The royal “we” refers to the habit eminent persons sometimes have of referring to themselves in the plural—a famous example being Queen Victoria’s rejoinder to a social gaff by one of her subjects, “We are not amused.” It has been reported that Admiral Rickover once told a subordinate who used the royal we: "Three groups are permitted that usage: pregnant women, royalty, and schizophrenics. Which one are you?"

I am wondering if there is a similar expression for what might be called the “journalistic we” or the “sociological we.” As in the headline I spotted in the Houston Chronicle this morning: “Some scholars fear we’re losing the religious meaning of Easter.”

When I come upon such things, I can’t help thinking of the Lone Ranger joke that ends with the punchline, “What you mean we, white man?” Jews, Muslims, athiests and Hindus certainly aren’t losing the religious meaning of Easter.
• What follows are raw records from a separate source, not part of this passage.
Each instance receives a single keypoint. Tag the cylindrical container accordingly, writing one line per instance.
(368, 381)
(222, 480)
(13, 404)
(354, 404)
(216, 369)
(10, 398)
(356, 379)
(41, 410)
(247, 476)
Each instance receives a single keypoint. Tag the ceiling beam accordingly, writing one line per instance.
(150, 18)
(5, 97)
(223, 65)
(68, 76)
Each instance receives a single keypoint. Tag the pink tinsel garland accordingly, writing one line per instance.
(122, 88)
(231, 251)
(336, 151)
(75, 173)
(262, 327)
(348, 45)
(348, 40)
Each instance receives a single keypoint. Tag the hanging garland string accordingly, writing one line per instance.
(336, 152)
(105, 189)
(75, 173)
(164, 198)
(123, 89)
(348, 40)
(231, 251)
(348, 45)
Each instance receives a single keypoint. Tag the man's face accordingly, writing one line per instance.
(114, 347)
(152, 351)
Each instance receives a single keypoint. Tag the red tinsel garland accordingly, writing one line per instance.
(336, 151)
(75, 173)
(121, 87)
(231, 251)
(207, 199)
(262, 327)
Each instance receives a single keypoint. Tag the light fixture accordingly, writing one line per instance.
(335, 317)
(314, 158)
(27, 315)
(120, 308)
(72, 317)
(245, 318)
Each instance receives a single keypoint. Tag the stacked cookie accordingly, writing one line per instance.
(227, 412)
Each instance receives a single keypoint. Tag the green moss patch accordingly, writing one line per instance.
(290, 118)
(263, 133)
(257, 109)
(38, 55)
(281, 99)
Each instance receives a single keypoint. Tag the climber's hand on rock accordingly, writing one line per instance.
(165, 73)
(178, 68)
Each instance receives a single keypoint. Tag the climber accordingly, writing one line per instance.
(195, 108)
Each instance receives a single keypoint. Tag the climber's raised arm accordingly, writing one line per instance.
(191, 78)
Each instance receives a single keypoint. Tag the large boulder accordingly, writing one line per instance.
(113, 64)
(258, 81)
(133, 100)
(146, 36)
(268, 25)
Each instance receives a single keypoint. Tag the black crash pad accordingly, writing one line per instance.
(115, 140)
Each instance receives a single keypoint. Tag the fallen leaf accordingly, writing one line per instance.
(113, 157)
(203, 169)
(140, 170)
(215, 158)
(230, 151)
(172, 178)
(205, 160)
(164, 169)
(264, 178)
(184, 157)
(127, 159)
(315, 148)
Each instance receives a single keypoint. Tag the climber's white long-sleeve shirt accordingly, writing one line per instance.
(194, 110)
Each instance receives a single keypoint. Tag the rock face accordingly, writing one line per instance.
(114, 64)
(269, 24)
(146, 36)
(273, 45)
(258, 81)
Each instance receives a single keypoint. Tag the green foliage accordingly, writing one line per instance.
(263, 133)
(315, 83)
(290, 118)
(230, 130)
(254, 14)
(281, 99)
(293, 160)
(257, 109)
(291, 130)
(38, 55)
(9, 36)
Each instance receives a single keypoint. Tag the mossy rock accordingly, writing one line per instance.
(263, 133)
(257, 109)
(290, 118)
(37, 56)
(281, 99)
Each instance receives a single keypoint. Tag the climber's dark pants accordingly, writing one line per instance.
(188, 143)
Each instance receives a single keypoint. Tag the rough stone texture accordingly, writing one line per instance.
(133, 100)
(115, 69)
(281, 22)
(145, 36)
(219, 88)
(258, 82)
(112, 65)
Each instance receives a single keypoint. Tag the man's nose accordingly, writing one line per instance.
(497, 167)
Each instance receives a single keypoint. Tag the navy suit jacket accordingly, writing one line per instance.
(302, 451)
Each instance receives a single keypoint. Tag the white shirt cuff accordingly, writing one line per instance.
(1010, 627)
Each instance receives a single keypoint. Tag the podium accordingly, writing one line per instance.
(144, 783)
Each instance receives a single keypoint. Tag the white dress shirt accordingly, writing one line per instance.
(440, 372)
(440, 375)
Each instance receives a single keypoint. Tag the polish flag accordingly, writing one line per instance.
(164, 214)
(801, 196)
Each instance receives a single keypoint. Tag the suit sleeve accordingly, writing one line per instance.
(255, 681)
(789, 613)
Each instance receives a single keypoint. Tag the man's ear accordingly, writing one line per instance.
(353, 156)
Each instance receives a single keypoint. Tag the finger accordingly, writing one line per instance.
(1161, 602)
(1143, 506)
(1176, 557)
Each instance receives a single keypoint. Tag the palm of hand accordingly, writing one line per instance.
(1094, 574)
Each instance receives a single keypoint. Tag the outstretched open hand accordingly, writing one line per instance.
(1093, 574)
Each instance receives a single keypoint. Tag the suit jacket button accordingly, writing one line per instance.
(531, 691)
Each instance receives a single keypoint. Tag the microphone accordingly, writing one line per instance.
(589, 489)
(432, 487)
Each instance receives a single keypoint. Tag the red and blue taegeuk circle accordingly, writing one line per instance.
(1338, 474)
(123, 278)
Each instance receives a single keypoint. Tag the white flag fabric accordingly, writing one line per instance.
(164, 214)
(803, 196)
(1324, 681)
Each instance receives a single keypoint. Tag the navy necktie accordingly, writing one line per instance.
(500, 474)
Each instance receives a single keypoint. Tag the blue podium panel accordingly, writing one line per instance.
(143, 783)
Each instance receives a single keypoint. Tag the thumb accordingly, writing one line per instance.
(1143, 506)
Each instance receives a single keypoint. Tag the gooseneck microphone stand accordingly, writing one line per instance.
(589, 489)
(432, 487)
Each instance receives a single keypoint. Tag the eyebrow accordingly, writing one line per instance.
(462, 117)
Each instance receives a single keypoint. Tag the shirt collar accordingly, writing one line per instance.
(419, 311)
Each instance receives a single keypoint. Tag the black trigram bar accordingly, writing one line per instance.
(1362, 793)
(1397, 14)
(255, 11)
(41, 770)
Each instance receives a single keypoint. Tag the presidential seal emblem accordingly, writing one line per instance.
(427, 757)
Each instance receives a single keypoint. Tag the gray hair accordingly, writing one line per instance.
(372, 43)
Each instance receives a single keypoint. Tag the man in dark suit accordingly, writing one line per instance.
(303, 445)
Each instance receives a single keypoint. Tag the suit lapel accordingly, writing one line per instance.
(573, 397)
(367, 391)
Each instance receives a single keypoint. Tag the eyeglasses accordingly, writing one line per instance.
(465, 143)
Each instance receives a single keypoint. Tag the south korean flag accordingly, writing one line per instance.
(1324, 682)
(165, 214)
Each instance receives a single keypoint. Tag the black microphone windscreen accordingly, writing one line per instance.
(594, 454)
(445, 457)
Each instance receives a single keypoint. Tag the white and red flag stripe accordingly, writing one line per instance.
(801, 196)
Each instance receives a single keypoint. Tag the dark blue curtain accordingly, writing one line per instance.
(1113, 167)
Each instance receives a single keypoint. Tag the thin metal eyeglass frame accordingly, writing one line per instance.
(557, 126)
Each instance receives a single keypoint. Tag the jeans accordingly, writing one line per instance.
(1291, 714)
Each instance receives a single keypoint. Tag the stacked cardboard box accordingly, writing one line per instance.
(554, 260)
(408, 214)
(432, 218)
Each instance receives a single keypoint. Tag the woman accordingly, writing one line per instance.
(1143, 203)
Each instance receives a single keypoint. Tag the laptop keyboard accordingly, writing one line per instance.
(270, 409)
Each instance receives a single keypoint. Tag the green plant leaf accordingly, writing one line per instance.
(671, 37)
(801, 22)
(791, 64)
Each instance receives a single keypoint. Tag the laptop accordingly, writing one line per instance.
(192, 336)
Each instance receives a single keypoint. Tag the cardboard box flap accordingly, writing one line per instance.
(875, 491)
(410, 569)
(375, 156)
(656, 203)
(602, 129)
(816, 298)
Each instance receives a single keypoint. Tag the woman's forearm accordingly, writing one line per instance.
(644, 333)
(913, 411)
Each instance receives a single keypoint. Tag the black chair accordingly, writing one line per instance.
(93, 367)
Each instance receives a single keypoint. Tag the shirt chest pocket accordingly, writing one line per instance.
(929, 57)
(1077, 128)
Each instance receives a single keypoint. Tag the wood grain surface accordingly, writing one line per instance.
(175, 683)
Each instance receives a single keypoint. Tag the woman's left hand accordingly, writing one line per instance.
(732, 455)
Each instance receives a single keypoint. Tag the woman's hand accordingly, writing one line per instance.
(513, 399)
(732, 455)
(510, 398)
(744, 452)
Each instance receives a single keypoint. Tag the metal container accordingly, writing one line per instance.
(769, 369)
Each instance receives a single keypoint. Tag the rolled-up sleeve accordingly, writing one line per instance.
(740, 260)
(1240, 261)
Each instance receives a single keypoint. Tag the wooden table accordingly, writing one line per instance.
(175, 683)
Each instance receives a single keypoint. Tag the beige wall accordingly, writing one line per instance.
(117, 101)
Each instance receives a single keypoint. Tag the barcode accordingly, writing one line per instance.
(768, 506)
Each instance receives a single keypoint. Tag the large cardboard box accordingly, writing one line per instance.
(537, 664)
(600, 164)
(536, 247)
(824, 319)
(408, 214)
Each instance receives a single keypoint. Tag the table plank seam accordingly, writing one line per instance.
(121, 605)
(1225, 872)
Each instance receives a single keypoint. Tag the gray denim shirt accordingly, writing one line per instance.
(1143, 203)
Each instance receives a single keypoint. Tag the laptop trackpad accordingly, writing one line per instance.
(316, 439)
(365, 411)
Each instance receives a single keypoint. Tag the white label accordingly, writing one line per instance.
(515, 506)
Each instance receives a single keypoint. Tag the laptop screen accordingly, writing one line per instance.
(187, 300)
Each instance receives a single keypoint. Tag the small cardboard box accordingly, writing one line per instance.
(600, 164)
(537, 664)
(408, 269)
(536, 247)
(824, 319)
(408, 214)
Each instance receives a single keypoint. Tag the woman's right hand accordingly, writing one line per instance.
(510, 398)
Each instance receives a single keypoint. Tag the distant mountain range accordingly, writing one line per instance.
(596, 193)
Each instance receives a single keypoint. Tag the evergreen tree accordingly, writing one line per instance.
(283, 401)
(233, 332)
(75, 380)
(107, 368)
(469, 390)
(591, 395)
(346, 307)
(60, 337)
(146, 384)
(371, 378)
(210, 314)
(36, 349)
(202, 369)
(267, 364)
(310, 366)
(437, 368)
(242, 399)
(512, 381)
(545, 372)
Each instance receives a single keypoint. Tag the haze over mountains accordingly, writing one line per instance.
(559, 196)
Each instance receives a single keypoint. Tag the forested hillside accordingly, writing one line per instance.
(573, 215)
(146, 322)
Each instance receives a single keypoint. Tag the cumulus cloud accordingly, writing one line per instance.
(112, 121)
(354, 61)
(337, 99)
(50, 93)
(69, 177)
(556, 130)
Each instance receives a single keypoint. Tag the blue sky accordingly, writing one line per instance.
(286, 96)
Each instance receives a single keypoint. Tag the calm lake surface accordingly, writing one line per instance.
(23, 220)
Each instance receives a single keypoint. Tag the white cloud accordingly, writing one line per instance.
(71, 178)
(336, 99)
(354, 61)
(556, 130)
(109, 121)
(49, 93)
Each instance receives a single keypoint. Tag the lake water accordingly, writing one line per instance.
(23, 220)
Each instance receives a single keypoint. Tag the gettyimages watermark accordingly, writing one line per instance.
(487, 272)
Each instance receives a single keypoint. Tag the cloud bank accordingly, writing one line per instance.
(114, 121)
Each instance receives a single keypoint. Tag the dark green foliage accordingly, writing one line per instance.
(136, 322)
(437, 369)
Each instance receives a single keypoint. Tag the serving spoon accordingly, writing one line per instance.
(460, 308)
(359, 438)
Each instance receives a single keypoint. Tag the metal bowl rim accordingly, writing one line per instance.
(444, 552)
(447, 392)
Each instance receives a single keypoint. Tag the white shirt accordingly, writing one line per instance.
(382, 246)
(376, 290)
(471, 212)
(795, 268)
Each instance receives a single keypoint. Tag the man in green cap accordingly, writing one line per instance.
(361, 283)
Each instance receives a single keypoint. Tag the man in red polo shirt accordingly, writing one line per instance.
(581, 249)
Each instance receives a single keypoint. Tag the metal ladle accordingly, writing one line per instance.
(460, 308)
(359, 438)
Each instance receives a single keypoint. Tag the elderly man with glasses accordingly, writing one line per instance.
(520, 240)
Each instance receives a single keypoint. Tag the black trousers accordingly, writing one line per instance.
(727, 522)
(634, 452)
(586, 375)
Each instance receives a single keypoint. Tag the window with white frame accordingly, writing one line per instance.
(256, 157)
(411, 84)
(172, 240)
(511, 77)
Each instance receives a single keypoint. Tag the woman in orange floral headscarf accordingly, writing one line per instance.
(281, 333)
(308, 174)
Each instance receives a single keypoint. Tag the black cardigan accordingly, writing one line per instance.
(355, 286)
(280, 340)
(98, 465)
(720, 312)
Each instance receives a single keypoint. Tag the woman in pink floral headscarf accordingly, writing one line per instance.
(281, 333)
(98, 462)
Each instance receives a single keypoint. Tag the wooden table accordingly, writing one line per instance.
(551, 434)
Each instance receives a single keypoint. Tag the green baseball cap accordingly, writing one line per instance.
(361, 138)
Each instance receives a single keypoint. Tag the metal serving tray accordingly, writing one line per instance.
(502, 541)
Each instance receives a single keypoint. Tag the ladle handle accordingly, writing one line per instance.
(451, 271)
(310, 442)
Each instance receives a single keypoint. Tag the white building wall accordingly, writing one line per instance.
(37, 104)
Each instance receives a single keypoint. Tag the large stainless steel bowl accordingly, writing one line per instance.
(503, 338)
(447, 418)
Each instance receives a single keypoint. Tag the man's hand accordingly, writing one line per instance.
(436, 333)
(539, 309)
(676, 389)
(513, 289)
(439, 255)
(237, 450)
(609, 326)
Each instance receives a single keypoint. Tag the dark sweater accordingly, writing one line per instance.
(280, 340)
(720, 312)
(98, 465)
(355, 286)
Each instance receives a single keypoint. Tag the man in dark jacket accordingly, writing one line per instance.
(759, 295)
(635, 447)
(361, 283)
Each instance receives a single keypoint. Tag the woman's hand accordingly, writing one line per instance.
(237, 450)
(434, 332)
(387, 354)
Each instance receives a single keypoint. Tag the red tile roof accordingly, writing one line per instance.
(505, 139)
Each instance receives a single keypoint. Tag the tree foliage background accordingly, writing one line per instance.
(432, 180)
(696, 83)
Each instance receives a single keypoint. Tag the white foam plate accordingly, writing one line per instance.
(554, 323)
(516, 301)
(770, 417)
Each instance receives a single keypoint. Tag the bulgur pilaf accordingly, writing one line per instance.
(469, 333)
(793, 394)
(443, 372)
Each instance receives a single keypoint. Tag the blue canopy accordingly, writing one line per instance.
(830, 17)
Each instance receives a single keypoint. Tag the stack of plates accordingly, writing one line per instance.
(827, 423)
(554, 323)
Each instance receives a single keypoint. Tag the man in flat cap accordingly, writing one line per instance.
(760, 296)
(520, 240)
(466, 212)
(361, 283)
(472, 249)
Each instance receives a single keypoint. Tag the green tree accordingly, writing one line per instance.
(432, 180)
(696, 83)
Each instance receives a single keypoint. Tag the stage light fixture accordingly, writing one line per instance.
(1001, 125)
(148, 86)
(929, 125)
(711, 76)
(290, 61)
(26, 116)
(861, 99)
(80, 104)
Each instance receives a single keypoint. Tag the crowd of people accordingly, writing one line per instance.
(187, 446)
They’re probably not familiar with it, and wouldn’t be too interested in any case. And while we’re at it, we might ponder why scholars would “fear” this loss of meaning, unless it happens that they also feel that religious interpretations of widely-celebrated Christian holidays are the mortar that holds our society in place. The sorry truth is that newspapers are designed to instill anxiety in their readers—hence the “fear.” And it’s true, you wouldn’t sell too many newspapers off the street with the more accurate but less gripping headline: “Scholars note decline among Christians in explicitly religious interpretation of Easter.”

In this case scholars (I wonder what their field of expertise is?) have been a little slow on the uptake. The importance of the religious meaning of Easter has been declining now for centuries. This is what we call Old News.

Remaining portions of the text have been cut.